Consequently, IT IS ORDERED that Black Beauty Coal Company shall pay a total civil penalty of $143,993.00 in satisfaction of 20 citations and orders at issue in Docket No. LAKE 2008-643.

 

IT IS FURTHER ORDERED that consistent with the parties’ settlement terms, Black Beauty Coal Company shall pay the $80,862.00 civil penalty in satisfaction of 14 citations and orders at issue in Docket No. LAKE 2009-72.[4]

 

Upon receipt of timely payment of the total $224,855.00 civil penalty within 45 days of this Remand Decision, the captioned civil penalty and contest proceedings ARE DISMISSED.[5]

 

 

 

/s/ Jerold Feldman

Jerold Feldman

                                                                        Administrative Law Judge

 

 

Distribution:

 

Emily B. Hays, Esq., U.S. Department of Labor, Office of the Solicitor, 1244 Speer Blvd, Suite 216, Denver, CO 80204

 

Arthur Wolfson, Esq., Jackson Kelly PLLC, Three Gateway Center, Suite 1500, 401 Liberty Avenue, Pittsburgh, PA 15222

 

/acp



[1] This Remand Decision concerns only Citation No. 6672658 in Docket No. LAKE 2008-643.

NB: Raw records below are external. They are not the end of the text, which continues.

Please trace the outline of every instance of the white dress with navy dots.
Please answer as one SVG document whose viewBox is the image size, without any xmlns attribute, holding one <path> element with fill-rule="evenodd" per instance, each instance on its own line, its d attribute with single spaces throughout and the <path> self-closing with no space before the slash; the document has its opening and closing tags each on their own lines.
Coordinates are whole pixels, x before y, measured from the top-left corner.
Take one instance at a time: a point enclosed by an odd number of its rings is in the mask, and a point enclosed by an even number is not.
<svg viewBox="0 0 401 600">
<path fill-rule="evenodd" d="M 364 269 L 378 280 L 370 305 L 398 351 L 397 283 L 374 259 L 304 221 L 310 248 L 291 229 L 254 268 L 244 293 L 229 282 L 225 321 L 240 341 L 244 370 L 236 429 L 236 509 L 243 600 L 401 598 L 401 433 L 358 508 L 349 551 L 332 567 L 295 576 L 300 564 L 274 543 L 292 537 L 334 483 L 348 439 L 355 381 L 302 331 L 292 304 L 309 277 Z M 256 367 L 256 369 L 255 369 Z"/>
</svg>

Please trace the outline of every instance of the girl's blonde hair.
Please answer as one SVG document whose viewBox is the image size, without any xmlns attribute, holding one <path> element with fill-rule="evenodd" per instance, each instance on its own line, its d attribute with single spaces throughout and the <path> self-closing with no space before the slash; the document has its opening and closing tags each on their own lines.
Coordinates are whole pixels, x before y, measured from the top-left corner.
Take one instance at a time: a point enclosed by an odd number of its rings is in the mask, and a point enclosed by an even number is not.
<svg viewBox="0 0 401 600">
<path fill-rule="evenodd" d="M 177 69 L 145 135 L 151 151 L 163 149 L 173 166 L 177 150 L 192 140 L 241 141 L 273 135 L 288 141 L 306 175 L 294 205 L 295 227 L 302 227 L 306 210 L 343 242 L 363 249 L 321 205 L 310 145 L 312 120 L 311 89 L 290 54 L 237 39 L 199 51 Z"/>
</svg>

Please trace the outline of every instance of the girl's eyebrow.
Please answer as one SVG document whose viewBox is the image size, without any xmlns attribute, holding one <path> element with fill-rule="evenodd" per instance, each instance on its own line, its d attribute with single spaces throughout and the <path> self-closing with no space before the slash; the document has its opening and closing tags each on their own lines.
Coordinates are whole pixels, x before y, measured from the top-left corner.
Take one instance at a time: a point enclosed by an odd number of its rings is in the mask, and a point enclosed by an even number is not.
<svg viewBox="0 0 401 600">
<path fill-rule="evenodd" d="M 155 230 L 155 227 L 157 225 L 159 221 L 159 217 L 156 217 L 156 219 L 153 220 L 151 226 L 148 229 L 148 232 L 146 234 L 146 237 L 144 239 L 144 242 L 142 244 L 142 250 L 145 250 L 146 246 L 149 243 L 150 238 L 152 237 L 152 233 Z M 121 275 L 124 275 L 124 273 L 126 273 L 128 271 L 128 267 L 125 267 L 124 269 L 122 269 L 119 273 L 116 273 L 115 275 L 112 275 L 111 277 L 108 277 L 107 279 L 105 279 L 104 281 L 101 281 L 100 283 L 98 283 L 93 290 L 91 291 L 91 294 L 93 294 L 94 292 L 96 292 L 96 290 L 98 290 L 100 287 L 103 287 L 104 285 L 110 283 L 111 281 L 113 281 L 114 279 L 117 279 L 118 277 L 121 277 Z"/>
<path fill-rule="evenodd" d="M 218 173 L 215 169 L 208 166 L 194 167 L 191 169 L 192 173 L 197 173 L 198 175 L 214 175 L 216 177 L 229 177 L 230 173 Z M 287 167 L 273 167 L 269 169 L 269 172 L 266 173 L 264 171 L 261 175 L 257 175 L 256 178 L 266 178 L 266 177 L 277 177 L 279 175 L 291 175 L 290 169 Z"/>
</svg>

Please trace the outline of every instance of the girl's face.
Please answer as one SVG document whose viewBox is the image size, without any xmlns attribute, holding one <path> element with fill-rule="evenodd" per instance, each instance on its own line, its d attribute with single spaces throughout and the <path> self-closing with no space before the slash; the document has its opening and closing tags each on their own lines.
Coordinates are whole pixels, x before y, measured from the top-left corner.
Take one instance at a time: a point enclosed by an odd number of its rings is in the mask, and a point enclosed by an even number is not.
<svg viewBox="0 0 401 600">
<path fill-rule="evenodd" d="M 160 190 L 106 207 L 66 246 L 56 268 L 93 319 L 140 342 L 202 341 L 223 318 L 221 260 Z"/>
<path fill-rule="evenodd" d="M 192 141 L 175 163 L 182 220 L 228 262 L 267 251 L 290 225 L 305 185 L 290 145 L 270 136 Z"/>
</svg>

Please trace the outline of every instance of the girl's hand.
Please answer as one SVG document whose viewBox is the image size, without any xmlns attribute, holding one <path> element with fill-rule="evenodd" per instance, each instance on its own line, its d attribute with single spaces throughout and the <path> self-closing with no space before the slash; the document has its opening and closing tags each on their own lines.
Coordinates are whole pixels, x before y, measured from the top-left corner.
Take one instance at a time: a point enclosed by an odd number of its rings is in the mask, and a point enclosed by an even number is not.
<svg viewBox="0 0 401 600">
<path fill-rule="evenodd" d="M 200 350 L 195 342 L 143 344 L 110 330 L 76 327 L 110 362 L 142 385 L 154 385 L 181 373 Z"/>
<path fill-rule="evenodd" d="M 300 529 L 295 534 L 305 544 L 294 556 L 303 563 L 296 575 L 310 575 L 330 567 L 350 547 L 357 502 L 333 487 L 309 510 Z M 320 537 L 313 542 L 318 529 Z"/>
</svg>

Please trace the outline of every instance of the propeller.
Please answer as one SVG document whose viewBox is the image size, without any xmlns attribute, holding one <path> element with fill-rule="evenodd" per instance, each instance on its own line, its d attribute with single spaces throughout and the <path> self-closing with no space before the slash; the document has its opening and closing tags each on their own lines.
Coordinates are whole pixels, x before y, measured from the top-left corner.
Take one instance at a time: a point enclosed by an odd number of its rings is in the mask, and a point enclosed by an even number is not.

[2] At the hearing, counsel for Black Beauty represented that the roof bolter victim was prepared to testify that he did not sustain serious injuries. Tr. 296.

 

[3] Prior to the hearing, the parties settled 18 of the 20 citations and orders at issue in Docket No. LAKE 2008-643. During the hearing, prior to the close of the record, the Secretary agreed to vacate Citation No. 6672659. While I approved of the settlement of the 18 citations settled prior to the hearing in my February 10, 2012, initial decision, the settlement terms were officially memorialized in the Commission’s April 7, 2015, remand. 37 FMSHRC __, slip op. at 9-11. Black Beauty has agreed to pay $143,493.00 in satisfaction of these 19 settled citations and orders.

 

[4] Prior to the hearing, the parties settled 11 of the 14 citations and orders at issue in Docket No. LAKE 2009-72. During the hearing, prior to the close of the record, the Secretary agreed to settle two additional citations (Citation Nos. 6672674 and 6676919). While I approved of the settlement of the 11 citations settled prior to the hearing in my February 10, 2012, initial decision, the settlement terms were officially memorialized in the Commission’s April 7, 2015, remand. 37 FMSHRC __, slip op. at 9-11. Black Beauty has agreed to pay $80,862.00 in satisfaction of these 13 settled citations and orders.

 

[5] Payment should be sent to the Mine Safety and Health Administration, U.S. Department of Labor, Payment Office, P.O. Box 790390, St. Louis, MO 63179-0390. Please include the Docket No. and A.C. No. noted in the above caption on the check.